While I have to also get back to work and juggle the studio and home while refereeing the kids because they are home and bored and how better to entertain than to pick on each other?! I’ve chosen to use this week as space between. Not doing nothing space–instead, finding simple rituals which will help prepare for what is next. The same frustration that comes with Christmas ending exists with the New Year beginning. TODAY, January 1, I’m going to start a new lifestyle! Maybe that works for some but the likelihood for success over the long haul is low. In Sanskrit, the word for practice is abhyasa. Abhyasa is doing the work. Setting action to the intention. Abhyasa’s twin spiritual practice is vairagya, or renunciation. For true transformation, you can’t have one without the other. Rolf Gates writes, “Practice without renunciation is avoidance. Renunciation without practice is not long-lived.” You may have seen my experimenting with this theory last week on Facebook and Instagram. I can’t renounce spiderwebs without an action to clear them out. I can’t renounce sugar and grain and Christmas cookies without the action of finding healthy alternatives. (I’m still working on not eating those cookies! It is practice) I can’t renounce make-up without the practice of feeling vulnerable and being seen without hiding anything. I can renounce make-up with my words all I want, but if I’m still applying more and more in order to feel comfortable in my own skin I’m avoiding vulnerability. And if I don’t wear it and hide in my home in order to not be seen, it won’t be long-lived.

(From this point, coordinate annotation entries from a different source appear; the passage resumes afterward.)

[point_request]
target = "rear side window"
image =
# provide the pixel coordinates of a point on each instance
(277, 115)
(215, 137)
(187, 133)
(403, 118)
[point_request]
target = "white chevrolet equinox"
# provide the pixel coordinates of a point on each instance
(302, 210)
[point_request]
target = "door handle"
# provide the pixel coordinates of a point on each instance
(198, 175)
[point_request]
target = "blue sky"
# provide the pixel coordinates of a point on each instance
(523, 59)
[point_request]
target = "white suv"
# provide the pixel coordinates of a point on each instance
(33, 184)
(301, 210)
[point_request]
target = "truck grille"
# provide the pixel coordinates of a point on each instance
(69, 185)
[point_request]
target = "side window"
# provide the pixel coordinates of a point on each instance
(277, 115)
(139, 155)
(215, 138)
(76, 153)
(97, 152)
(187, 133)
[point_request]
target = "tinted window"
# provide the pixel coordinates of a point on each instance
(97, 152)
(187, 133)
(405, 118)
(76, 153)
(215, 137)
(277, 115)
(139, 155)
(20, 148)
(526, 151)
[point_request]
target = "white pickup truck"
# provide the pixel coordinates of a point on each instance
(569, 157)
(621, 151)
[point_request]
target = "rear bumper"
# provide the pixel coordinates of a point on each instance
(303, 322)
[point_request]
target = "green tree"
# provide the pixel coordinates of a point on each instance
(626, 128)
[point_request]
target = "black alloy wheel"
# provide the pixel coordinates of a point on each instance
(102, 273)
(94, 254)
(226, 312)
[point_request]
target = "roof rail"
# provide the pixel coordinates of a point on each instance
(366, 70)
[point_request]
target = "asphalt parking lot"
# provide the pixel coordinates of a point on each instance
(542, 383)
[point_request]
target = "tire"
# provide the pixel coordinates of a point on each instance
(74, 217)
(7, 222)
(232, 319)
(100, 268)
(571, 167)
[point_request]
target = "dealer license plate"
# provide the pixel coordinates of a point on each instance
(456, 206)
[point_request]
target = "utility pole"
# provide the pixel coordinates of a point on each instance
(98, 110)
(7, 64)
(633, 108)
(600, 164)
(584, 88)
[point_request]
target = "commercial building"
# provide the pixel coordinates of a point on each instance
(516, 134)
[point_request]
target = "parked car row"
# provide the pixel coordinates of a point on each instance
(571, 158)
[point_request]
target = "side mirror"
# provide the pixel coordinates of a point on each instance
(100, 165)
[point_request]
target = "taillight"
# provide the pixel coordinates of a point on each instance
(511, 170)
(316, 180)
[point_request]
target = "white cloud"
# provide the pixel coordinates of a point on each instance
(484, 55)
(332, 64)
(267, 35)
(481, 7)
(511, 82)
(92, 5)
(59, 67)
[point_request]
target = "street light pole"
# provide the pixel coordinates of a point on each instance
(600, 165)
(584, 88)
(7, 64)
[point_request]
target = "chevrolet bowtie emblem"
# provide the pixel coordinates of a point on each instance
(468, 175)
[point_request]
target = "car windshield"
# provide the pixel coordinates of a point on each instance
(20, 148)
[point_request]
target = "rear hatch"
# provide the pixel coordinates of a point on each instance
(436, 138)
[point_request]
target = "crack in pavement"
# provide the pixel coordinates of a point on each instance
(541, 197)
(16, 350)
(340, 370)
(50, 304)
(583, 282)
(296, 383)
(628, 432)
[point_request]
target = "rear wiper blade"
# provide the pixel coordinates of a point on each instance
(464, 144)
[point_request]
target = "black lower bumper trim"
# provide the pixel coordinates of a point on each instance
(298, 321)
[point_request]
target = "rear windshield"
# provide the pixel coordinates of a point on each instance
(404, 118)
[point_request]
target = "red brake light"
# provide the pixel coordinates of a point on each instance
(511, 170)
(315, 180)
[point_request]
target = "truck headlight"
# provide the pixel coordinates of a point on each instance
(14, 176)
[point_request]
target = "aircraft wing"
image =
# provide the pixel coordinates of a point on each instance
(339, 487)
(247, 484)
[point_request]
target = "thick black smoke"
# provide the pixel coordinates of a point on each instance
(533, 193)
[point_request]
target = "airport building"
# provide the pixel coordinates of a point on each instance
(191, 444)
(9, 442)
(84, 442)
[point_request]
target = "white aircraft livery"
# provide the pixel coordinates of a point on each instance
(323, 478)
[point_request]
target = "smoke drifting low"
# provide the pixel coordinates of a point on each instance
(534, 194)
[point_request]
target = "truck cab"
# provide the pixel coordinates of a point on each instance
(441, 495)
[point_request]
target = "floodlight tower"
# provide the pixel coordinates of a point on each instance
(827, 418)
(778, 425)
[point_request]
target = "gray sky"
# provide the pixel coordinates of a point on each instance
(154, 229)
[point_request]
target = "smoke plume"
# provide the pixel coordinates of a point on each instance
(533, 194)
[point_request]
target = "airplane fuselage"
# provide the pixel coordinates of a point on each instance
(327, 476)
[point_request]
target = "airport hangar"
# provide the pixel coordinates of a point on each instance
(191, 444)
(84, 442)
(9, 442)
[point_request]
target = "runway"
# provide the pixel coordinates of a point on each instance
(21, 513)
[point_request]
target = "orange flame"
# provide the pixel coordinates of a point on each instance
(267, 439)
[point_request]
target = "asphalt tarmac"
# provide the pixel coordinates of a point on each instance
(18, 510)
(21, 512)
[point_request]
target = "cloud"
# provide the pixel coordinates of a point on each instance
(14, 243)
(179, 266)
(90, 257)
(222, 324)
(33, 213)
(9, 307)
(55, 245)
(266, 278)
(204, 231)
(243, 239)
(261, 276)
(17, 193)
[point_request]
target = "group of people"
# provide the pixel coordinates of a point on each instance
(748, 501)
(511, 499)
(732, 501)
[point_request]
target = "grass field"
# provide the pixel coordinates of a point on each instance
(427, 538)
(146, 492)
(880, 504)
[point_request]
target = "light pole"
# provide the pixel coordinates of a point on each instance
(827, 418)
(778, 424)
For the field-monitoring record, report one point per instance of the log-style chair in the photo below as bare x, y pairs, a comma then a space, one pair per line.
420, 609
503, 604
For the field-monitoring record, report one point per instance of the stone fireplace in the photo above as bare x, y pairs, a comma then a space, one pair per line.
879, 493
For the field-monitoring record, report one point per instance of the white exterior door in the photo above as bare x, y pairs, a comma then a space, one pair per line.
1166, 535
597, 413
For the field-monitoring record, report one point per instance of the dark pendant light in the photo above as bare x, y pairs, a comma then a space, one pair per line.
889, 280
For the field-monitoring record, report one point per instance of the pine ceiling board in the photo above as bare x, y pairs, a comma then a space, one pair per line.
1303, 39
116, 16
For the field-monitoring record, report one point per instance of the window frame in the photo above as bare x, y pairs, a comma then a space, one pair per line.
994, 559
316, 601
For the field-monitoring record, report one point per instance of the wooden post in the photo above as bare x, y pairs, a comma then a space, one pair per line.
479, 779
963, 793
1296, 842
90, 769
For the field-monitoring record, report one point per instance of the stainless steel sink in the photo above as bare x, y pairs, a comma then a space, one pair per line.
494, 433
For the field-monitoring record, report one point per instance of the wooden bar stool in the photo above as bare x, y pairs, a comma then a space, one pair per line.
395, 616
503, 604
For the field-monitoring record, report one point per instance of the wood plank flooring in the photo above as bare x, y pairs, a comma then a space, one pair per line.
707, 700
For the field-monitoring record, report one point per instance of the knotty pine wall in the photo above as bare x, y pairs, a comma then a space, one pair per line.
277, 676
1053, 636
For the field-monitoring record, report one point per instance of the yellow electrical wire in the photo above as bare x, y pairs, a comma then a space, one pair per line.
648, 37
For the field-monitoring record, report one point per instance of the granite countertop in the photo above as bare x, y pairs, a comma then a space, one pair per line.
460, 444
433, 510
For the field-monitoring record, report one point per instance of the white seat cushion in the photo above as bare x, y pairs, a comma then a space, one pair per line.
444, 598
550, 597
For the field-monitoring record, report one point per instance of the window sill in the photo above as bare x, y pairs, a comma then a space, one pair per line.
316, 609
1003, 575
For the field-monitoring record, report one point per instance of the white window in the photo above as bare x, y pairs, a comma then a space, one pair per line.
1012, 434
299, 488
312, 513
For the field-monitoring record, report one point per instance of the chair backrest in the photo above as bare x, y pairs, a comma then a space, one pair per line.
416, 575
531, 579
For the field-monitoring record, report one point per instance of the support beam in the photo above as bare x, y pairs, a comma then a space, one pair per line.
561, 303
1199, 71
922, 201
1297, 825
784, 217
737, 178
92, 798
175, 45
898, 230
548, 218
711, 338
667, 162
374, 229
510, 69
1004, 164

None of these rituals I played with this week will be forever, but taking this week after Christmas, before the New Year, seems a natural time of transition and preparation. Although I’m currently sitting in a living room that looks exactly the same as it did in the aftermath of Christmas morning, I’m also beginning to practice new rituals for the new year. Both/and, not determined by the calendar. Instead of setting a New Year’s resolution, I’m setting a renunciation paired with practice. I hate mornings. But a ritual to start the day lays a foundation that sleeping in can’t. So I’m renouncing sleeping in for the practice of reading, writing, breathing or moving. And there it is in black and white. Also abhyasa—putting it out there as a commitment to change. To be held accountable when the alarm is buzzing and the warm covers lay it on thick to stay in bed.
May your New Year be Christmas spirit sprinkled in with a healthy dose of abhyasa and vairagya. As you travel along the journey to your best version of your best self, may you experience transformation, not determined by a date, but with intention and doing the work to make all your dreams possible.